Without a doubt, robotics has been one of the most exciting fields in recent memory, with applications from deep-sea exploration to probing in outer space – and everything in between. One of the youngest members of KUAS’ esteemed faculty, Doctor Sajid Nisar, has made robotics in general and robot design specifically one of the focal points of his research. To hear him say it, robots have applications wherever humans do. However, he himself has been focusing his research on robotics for healthcare, specifically in the robot-assisted surgery.
Doctor Nisar’s story is one with close ties to his personal roots: one of his earliest research projects was in his native Pakistan, where he developed a remotely operated surgical robot for training of surgeons. Since there is a dearth of professional surgeons in the country’s rural areas, robotics can help cover the gap. A surgeon can thus be in a central area and operate remotely using the robots. While being in Japan, he remains committed to improving this technology even further. There exist two main challenges: fast communication infrastructure, specifically the need to transmit information between surgeon to robot without any time delay, and the design of the robot itself. It is the latter that falls within Doctor Nisar’s field of expertise.
When it comes to design, one of the pressing issues is to address the absence of sense of touch between the surgeon and his patient. When the surgeons control robots remotely, they cannot feel the forces of interaction between the robot and its environment. This absence of the sense of touch (called haptic feedback) is known to decrease the operator's performance while operating the robot. To address this problem, Professor Nisar has developed, in collaboration with researchers from Stanford University, USA, three different wearable haptic devices that provide the human operator with a sense of robotic touch on their fingertips. He investigated the effects of different device designs and demonstrated experimentally that operator performance increases significantly more for some specific design choices compared to others. The technology they developed has the potential to improve performance in various teleoperated robotic applications, notably in robot-assisted surgery by making it safer and easier to perform. The point is to bring the surgeon and patient closer, making the surgery itself more reliable and intuitive.

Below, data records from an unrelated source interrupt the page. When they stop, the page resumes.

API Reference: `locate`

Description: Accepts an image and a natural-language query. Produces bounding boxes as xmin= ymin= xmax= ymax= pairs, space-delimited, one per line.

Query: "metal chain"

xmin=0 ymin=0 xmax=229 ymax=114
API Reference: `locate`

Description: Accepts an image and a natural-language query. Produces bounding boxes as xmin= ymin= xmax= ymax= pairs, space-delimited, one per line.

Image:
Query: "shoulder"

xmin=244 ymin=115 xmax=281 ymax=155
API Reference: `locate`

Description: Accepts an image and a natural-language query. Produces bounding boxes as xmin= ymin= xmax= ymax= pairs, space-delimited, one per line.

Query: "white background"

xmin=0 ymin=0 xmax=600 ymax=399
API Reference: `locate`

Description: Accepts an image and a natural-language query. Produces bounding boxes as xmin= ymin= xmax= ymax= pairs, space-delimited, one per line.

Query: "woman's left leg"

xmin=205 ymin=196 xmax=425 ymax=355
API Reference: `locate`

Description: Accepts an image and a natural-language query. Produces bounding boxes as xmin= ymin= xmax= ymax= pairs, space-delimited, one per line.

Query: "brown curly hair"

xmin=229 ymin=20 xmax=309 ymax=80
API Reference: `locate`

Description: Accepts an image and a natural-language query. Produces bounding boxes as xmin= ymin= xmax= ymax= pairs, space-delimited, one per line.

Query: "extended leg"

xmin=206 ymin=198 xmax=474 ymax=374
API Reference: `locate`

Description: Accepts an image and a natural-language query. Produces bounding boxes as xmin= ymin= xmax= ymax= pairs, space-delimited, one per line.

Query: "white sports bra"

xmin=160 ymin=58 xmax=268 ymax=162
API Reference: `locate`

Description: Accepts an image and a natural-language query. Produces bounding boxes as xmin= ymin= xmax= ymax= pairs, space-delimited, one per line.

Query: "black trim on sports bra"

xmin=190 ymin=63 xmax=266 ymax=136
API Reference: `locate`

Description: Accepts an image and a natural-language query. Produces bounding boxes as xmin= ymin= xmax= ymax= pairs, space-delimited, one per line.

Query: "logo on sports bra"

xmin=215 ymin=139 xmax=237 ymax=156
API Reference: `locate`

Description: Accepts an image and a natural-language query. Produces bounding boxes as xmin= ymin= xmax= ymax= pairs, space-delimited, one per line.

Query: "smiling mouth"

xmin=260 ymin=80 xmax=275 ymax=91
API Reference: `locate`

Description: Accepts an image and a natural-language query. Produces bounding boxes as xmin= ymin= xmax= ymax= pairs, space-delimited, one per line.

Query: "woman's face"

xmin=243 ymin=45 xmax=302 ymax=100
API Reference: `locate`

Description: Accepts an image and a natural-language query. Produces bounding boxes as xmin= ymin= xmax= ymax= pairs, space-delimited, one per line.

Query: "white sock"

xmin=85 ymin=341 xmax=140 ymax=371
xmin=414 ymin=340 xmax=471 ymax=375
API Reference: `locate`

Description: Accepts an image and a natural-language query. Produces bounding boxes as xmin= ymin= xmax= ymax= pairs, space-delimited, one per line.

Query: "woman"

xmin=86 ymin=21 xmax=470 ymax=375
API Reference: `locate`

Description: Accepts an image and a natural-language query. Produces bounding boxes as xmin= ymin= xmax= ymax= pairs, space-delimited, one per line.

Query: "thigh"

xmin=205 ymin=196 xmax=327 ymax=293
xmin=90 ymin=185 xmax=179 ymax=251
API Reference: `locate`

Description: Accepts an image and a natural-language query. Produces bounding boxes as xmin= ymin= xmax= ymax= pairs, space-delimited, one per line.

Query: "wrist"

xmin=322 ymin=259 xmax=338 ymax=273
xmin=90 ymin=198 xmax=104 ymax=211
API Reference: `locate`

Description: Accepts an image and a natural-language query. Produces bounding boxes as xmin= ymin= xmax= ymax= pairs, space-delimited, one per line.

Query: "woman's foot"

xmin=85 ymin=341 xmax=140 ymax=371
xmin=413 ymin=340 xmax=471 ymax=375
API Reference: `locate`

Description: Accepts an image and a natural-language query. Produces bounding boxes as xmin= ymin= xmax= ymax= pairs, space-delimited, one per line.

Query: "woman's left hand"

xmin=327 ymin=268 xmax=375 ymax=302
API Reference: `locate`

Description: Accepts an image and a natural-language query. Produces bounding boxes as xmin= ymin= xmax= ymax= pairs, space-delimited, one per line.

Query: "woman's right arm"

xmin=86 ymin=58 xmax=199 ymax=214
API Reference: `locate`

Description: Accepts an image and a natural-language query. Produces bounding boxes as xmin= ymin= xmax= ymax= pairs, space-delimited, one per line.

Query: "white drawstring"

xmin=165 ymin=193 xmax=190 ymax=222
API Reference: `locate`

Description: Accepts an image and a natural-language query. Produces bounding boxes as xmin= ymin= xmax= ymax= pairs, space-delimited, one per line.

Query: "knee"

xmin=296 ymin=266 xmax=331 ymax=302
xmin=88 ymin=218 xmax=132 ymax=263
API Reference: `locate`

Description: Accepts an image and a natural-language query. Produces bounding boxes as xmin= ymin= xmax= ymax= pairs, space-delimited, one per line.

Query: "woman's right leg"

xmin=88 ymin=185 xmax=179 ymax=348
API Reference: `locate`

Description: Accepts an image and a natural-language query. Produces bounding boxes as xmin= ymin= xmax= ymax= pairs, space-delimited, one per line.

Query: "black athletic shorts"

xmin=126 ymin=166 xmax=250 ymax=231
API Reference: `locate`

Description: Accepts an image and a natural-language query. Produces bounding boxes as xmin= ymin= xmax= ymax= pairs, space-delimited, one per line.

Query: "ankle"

Secondly, there exist issues in the design of the surgical robots on the hardware-level, as majority of the existing robotic arms had been built with industrial applications in mind. Adapting them thus increases cost and leads to shorter life and poor performance. Professor Nisar is actively working towards building a specialized surgical robot to mitigate these issues. This would not only have cost and performance benefits, but also has real healthcare merits. Such a robot design would be intrinsically safer, and does not need to rely on algorithms, which leave room for error. In other words, such robots would guarantee safety on a hardware-level, instead of doing so on a software-level.
Professor Nisar has already been acknowledged in the academic community. He has recently been awarded the IEEE Young Award 2019 by IEEE Robotics and Automation Society’s Japan Joint Chapter for his work presented at the IEEE International Conference on Robotics and Automation (ICRA) 2019. A team lead by him has also been awarded with the Best Innovation Award at the IEEE World Haptics Conference 2019. He has also been selected for the Interstellar Initiative 2019–20, jointly organized by the Japan Agency for Medical Research and Development (AMED) and the New York Academy of Sciences, to develop a solution to a major research question. But he is far from finished. One of his major life goals is to create the first commercial surgical robot in Japan, and one that is cost-effective and portable enough to be used anywhere. He wants to solve real-world problems through scientific solutions and continues his research at KUAS to that end.